Minister’s Letter April 2022


After two years of successfully avoiding it, I finally got Covid. With the lifting of mask mandates and the push to return to normal, it feels absurd, almost comically so. Truth be told, I suspect I caught it the one time we went out for dinner two weeks ago and was already sick on pledge Sunday. I felt tired and achey for a week, but didn’t imagine that my back hurting meant I had Covid after two years of not having Covid.

So we flew to my sister’s house in MN for the Christmas visit, turned birthday visit, turned end of March visit. And then I got truly sick. What I learned from the nurse screening call is that “mild” Covid is anything before your skin turns gray or you collapse from respiratory distress. It’s not mild in the spice-free-salsa sense, more mild in the just-not-dying sense. 

What was supposed to be a weekend visit turned into a week in which all five members of my sister’s family got sick (despite all being vaccinated, minus the baby) and childcare became a game of “least sick adult.” I couldn’t go to our Covid planning meeting last week because I had Covid, which added to the sense of miserable comedic absurdity.

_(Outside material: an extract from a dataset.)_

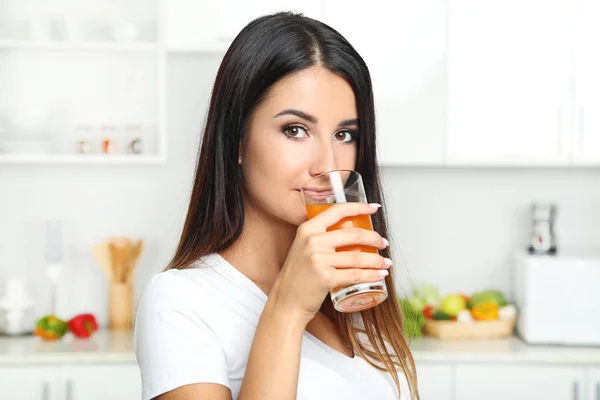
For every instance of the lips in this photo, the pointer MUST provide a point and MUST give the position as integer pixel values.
(316, 191)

I finally flew home Saturday night, having crossed both the five-days-since-onset-of-symptoms and no-fever-for-24hrs thresholds. I wore an N95 mask, sanitized regularly, and ate cough drops incessantly to prevent even the whisper of a cough inside my mask. All while the woman next to me wore her ill-fitting t-shirt mask as a neck warmer the whole trip, flight attendant reminders be damned. I did my best.
And the reality is that I’m still sick, even this week. Getting sick meant I got to spend more time with my family – I, for instance, learned that my 1.5-year-old nephew likes to take his scooter for late night joy rides up and down the dark hallway when everyone’s sleeping – and it was also a coughing, delirious mess. This is life.

I hope that you find ways to hold the silly together with the absurd, always, but especially when life is a mess. I hope you do what you can and then let the rest go. Hurrying is not part of healing – something I’m still reminding myself.